<div align="center">

# DELIVERY 2  
## **Indexing and Evaluation**

</div>

---

## **PART 1: Indexing**

### **STEP 1 — Build inverted index:**


### **Main Code**

In [4]:
import json
from pathlib import Path
from collections import defaultdict
from typing import Dict, List, Set, Any, Iterable
from pathlib import Path
import sys

NOTEBOOK_DIR = Path().resolve()
REPO_ROOT = NOTEBOOK_DIR.parents[1] if NOTEBOOK_DIR.name in {"part_1", "part_2"} else NOTEBOOK_DIR
sys.path.append(str(REPO_ROOT / "project_progress"))
from utils.preprocessing import preprocess_text_field



# Path
NOTEBOOK_DIR = Path().resolve()
REPO_ROOT = NOTEBOOK_DIR.parents[1]          
DATA_DIR = REPO_ROOT / "data"
INPUT = DATA_DIR / "fashion_products_dataset_enriched.json"

INDEX_DIR = DATA_DIR / "index"
INDEX_DIR.mkdir(parents=True, exist_ok=True)

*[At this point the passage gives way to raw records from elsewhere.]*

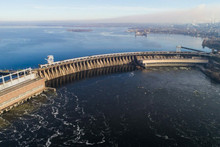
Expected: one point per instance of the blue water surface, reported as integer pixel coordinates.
(23, 47)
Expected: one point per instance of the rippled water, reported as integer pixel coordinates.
(117, 106)
(157, 107)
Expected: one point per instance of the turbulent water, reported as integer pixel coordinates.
(116, 106)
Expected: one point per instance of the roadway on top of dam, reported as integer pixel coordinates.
(61, 68)
(203, 54)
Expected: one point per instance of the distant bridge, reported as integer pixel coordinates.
(70, 66)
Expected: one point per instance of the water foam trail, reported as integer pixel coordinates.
(56, 134)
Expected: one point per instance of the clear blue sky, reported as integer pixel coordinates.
(29, 10)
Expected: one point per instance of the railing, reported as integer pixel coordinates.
(16, 78)
(115, 54)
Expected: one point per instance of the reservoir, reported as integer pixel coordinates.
(119, 106)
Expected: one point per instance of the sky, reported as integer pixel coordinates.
(46, 10)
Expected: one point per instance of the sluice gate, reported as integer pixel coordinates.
(62, 68)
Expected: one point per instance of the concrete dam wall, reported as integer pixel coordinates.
(71, 66)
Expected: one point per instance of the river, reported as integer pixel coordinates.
(119, 106)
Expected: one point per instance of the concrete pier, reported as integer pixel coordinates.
(19, 89)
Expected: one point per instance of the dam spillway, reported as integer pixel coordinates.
(71, 66)
(55, 73)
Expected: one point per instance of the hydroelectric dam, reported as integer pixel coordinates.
(20, 86)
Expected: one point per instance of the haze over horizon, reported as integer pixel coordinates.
(123, 11)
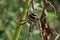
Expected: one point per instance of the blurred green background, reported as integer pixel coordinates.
(10, 11)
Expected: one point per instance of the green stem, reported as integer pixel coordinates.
(22, 17)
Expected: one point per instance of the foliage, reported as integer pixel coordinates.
(10, 10)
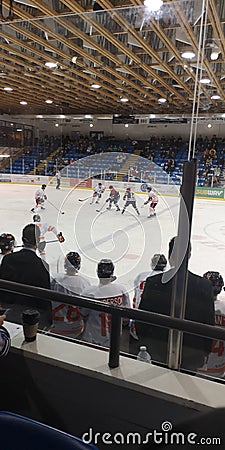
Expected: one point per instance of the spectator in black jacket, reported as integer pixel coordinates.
(156, 297)
(5, 340)
(27, 268)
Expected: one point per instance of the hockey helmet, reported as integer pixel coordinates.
(105, 268)
(36, 218)
(216, 280)
(72, 260)
(7, 242)
(158, 262)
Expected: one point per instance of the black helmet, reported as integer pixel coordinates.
(158, 262)
(216, 280)
(72, 260)
(105, 268)
(36, 218)
(7, 242)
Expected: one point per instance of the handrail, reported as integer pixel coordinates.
(117, 312)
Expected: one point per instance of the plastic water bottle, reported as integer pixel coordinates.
(143, 355)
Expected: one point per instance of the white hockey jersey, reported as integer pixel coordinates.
(44, 228)
(152, 198)
(97, 323)
(40, 194)
(99, 190)
(215, 363)
(66, 318)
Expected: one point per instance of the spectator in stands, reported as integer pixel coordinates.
(67, 319)
(5, 340)
(199, 308)
(97, 324)
(27, 268)
(7, 244)
(215, 363)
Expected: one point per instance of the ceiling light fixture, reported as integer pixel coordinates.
(95, 86)
(215, 97)
(188, 54)
(205, 81)
(153, 5)
(51, 65)
(214, 55)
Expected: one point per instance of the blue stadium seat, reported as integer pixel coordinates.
(19, 432)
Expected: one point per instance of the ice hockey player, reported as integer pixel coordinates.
(97, 324)
(153, 200)
(215, 362)
(158, 264)
(98, 191)
(114, 197)
(44, 228)
(58, 179)
(130, 199)
(7, 244)
(66, 318)
(40, 198)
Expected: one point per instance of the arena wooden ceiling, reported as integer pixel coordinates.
(129, 52)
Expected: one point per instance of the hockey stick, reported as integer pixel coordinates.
(61, 212)
(84, 199)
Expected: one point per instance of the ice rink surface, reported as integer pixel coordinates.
(129, 240)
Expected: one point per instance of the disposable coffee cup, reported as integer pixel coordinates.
(30, 318)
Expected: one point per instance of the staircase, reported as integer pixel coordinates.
(6, 161)
(130, 162)
(43, 163)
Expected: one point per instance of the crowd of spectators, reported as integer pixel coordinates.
(153, 288)
(168, 153)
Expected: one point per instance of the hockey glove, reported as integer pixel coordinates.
(60, 237)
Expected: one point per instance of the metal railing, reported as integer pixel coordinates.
(117, 313)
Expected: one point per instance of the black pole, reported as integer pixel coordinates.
(181, 256)
(114, 350)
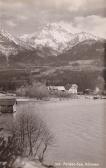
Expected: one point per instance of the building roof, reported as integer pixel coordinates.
(7, 101)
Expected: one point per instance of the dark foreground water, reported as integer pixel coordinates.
(79, 130)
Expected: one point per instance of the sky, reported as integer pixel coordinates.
(28, 16)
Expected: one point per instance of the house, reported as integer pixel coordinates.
(73, 89)
(7, 104)
(57, 88)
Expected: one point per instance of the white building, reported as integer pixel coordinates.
(57, 88)
(73, 89)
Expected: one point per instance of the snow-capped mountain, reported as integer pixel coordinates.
(57, 36)
(10, 45)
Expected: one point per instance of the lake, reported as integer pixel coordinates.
(78, 127)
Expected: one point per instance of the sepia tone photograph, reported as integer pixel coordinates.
(52, 83)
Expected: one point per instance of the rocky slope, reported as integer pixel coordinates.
(54, 45)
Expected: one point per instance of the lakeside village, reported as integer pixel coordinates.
(8, 101)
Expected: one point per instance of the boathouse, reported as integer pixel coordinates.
(7, 104)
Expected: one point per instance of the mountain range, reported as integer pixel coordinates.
(55, 44)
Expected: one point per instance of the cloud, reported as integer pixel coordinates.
(29, 15)
(94, 24)
(10, 23)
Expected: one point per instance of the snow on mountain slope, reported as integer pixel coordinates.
(7, 43)
(57, 36)
(10, 45)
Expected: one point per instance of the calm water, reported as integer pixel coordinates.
(78, 127)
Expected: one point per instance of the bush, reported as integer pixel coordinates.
(30, 137)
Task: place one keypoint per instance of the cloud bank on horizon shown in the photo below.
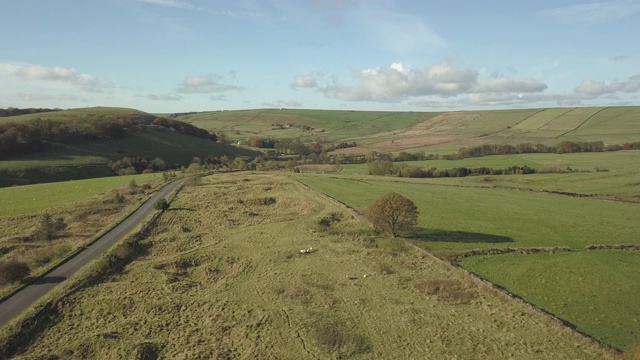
(196, 55)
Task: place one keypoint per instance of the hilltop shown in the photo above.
(81, 143)
(438, 132)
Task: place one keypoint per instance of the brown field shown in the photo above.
(222, 277)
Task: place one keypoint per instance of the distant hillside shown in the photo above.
(98, 136)
(428, 131)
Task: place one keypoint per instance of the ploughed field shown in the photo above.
(222, 276)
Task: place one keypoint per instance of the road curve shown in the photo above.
(21, 300)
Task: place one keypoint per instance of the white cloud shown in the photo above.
(502, 84)
(38, 73)
(398, 32)
(283, 104)
(38, 97)
(445, 79)
(305, 81)
(164, 97)
(205, 84)
(598, 88)
(593, 13)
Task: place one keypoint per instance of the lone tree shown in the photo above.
(393, 214)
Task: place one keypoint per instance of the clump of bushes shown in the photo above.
(49, 227)
(336, 339)
(13, 271)
(266, 201)
(330, 219)
(161, 205)
(613, 247)
(508, 250)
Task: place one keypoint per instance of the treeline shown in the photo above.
(137, 165)
(31, 136)
(15, 111)
(388, 168)
(528, 148)
(296, 146)
(185, 128)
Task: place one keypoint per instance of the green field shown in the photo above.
(564, 284)
(89, 159)
(29, 199)
(221, 276)
(431, 132)
(223, 265)
(457, 215)
(332, 124)
(81, 114)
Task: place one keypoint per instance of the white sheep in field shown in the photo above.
(307, 251)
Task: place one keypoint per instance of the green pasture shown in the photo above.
(457, 215)
(20, 200)
(214, 282)
(89, 159)
(607, 175)
(595, 290)
(81, 114)
(335, 125)
(540, 119)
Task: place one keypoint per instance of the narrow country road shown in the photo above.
(27, 296)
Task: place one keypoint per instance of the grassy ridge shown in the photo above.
(436, 132)
(216, 282)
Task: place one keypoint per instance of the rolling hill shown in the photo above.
(433, 132)
(89, 158)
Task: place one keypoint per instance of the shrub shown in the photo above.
(13, 271)
(161, 204)
(119, 198)
(49, 228)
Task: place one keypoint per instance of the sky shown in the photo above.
(165, 56)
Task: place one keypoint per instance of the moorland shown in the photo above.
(541, 263)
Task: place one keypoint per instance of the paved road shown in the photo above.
(27, 296)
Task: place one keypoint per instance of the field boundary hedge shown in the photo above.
(504, 292)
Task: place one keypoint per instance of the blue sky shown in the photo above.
(197, 55)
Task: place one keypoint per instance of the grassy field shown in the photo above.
(222, 277)
(564, 284)
(81, 114)
(603, 175)
(89, 159)
(333, 124)
(29, 199)
(431, 132)
(457, 216)
(85, 207)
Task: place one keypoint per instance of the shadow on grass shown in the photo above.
(50, 280)
(436, 235)
(180, 208)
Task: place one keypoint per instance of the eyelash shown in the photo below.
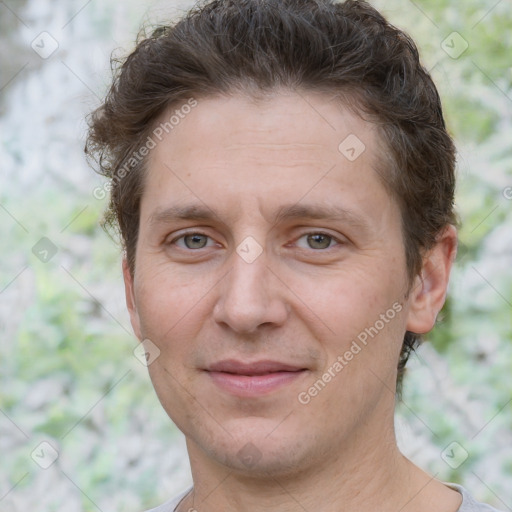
(190, 233)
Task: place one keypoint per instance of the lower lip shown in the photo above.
(254, 385)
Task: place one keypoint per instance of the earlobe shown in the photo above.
(130, 299)
(428, 293)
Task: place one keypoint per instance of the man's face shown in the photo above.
(266, 252)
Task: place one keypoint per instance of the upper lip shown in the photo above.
(252, 368)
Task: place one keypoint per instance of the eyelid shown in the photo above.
(321, 232)
(187, 233)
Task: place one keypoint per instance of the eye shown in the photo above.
(317, 241)
(192, 241)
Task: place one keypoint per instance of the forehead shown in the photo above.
(237, 150)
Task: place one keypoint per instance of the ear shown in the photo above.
(130, 299)
(428, 292)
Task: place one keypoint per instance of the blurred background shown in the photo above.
(80, 426)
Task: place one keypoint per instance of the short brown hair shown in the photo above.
(254, 46)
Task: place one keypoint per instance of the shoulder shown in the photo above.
(170, 506)
(469, 504)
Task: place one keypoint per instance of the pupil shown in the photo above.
(195, 241)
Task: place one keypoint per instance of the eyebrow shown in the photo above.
(284, 213)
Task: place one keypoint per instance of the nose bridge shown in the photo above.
(249, 296)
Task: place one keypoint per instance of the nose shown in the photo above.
(250, 296)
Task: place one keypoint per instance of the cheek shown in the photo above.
(169, 304)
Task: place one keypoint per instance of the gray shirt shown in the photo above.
(469, 504)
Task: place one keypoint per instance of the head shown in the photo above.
(239, 123)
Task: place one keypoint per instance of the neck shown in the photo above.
(367, 474)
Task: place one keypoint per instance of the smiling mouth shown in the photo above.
(253, 379)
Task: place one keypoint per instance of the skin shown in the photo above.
(243, 160)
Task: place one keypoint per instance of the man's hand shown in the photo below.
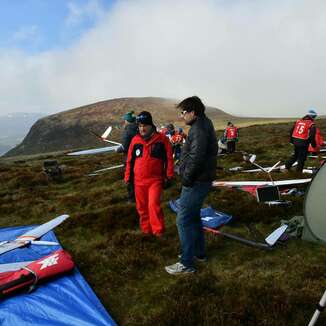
(186, 182)
(167, 183)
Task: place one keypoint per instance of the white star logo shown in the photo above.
(52, 260)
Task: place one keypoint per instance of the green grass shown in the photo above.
(239, 285)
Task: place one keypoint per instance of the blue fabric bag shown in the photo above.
(66, 300)
(210, 217)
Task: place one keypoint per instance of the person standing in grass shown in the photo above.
(198, 170)
(231, 136)
(302, 134)
(130, 130)
(149, 164)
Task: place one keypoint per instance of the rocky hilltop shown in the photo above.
(72, 129)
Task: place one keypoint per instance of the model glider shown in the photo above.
(280, 183)
(31, 236)
(101, 171)
(270, 240)
(95, 151)
(100, 150)
(105, 136)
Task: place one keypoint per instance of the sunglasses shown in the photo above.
(182, 113)
(141, 119)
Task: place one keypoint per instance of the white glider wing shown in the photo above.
(235, 184)
(32, 235)
(13, 266)
(94, 151)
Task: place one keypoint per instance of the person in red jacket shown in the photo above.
(319, 142)
(302, 134)
(150, 165)
(231, 136)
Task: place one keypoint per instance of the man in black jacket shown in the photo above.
(130, 130)
(197, 170)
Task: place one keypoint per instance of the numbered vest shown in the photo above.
(231, 133)
(301, 129)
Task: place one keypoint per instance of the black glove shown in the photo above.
(186, 182)
(167, 183)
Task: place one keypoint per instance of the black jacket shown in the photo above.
(199, 153)
(130, 130)
(305, 143)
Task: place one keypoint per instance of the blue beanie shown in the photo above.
(312, 112)
(129, 116)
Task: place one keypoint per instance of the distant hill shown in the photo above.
(14, 127)
(71, 129)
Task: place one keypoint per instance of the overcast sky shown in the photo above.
(250, 58)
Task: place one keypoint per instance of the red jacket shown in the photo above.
(149, 160)
(319, 142)
(301, 129)
(231, 133)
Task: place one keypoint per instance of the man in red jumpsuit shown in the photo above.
(149, 164)
(319, 142)
(303, 133)
(231, 135)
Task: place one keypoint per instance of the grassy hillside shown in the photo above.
(239, 285)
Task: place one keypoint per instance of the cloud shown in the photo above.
(26, 33)
(247, 57)
(79, 13)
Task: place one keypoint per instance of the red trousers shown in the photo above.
(148, 204)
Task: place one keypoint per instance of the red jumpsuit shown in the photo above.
(319, 143)
(149, 163)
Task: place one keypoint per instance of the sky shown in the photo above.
(246, 57)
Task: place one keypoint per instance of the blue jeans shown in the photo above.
(189, 224)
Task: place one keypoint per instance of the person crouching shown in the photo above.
(149, 164)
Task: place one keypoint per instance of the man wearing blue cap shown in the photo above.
(130, 130)
(302, 134)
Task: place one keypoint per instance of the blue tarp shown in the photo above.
(67, 300)
(210, 217)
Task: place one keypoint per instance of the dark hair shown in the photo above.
(192, 103)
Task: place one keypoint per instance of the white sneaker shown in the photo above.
(179, 268)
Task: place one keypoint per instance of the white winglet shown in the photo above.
(275, 235)
(106, 132)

INDEX_FILE = INDEX_DIR / "boolean_inverted_index.json"
DOCMAP_FILE = INDEX_DIR / "docid_pid_map.json"
FIELDS_FILE = INDEX_DIR / "indexed_fields.json"

print(f"Reading enriched dataset: {INPUT}")
print(f"Index will be saved in:   {INDEX_DIR}")


if not INPUT.exists():
    raise FileNotFoundError(f"Enriched dataset not found: {INPUT}")
docs: List[Dict[str, Any]] = json.loads(INPUT.read_text(encoding="utf-8"))
print(f"Loaded {len(docs)} docs")


INDEXED_TEXT_FIELDS = [
    "title_clean",
    "description_clean",
    "metadata_clean",   
]


# doc_id is an integer, stable order = index in list
docid_to_pid: Dict[int, str] = {}
pid_to_docid: Dict[str, int] = {}

for i, r in enumerate(docs):
    pid = r.get("pid")
    if not pid:
        pid = r.get("_id", f"missing_pid_{i}")
    docid_to_pid[i] = pid
    pid_to_docid[pid] = i

def _doc_tokens(record: Dict[str, Any], fields: Iterable[str]) -> List[str]:
    toks: List[str] = []
    for f in fields:
        val = record.get(f)
        if not val:
            continue
        # We already have cleaned strings; just split.
        toks.extend(str(val).split())
    return toks


# Build inverted index 
vocab: Dict[str, Set[int]] = defaultdict(set)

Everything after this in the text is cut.